I read The Da Vinci Code first, before Angels and Demons, and it in no way impeded my enjoyment of this book. There is no back story/ongoing story of any great detail to the book in them, so it does not matter what order you read them. 

Surprisingly i found Angels and Demons a better book than his wider acclaimed book, the Da Vinci Code. 

If you choose to read this book it will prove to be a highly addictive read, and is one of those books you will miss your favourite television programme for. The amount of enjoyment I got from this book was massive and I highly recommend it. The way Brown interweaves fact with fiction is something he excels at. And the reader will be left wanting to find out more information about the secretive group: The Illuminati.

A film is being made for release in 2009, unfortunately with Tom Hanks playing the lead Langdon.
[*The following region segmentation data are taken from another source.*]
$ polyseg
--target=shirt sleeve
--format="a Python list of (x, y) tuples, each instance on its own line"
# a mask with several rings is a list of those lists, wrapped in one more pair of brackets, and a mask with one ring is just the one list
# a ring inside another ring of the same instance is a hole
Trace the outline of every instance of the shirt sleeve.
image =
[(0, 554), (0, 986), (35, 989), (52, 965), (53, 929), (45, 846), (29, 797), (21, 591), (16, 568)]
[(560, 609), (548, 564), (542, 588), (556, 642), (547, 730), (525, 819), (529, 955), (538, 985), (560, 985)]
I assure you that the film will not meet the expectations made from the book. I will eat my hat if the film surpasses, or even meets the books standard. 

This book is a must read, and definitely one for the book shelf.


----------



## Retral (Mar 7, 2008)

I must ask... how many pages are in this book?


----------



## Irish_dude (Mar 7, 2008)

Retral said:


> I must ask... how many pages are in this book?



Mate, thats a beautifully random question!


----------



## Sam (Mar 7, 2008)

Retral said:


> I must ask... how many pages are in this book?



That depends on which version of _Angels and Demons _you own. The hardback version has 570. It's also a great read. 

Sam.


----------



## Dr. Malone (Mar 7, 2008)

Definitely better than Davinci.  Still total bullshit and poorly written, but I did enjoy the story and you're right, very addictive.  It's on my bookshelf.  I've actually read it twice.


----------



## smilinghelps (Mar 7, 2008)

I liked it much more than DaVinci Code. Malone, I don't understand why people read a book more than once, you already know what happens--what gives?


----------



## Sam (Mar 7, 2008)

I've read one book about ten times. It's not about knowing the story, it's about learning different things every time you read it. Besides, most people forget pretty much everything about a novel a few months after they've read it. 

Sam.


----------



## smilinghelps (Mar 7, 2008)

I forget a novel after I close the back cover.  I guess I understand that, I just can't bring myself to do it. If I pick up a book that I've forgotten I've read and realize it a few pages in, I think, "Oh...this is that one when...blah blah blah." and I can't read it.  I rarely see a movie over and over either--knowing what happens kind of kills it for me.


----------



## ArlenOrobono (Mar 7, 2008)

I read many of my favorite books over again.  If I read them simply because I wanted to know what happened next, well, they wouldn't be my favorite books, would they?


----------



## Tiamat (Mar 10, 2008)

I always read books more than once.  If they're good.  I've only read Angles & Demons once, but I'd definitely read it again.  I agree that it's profoundly better than Da Vinci Code.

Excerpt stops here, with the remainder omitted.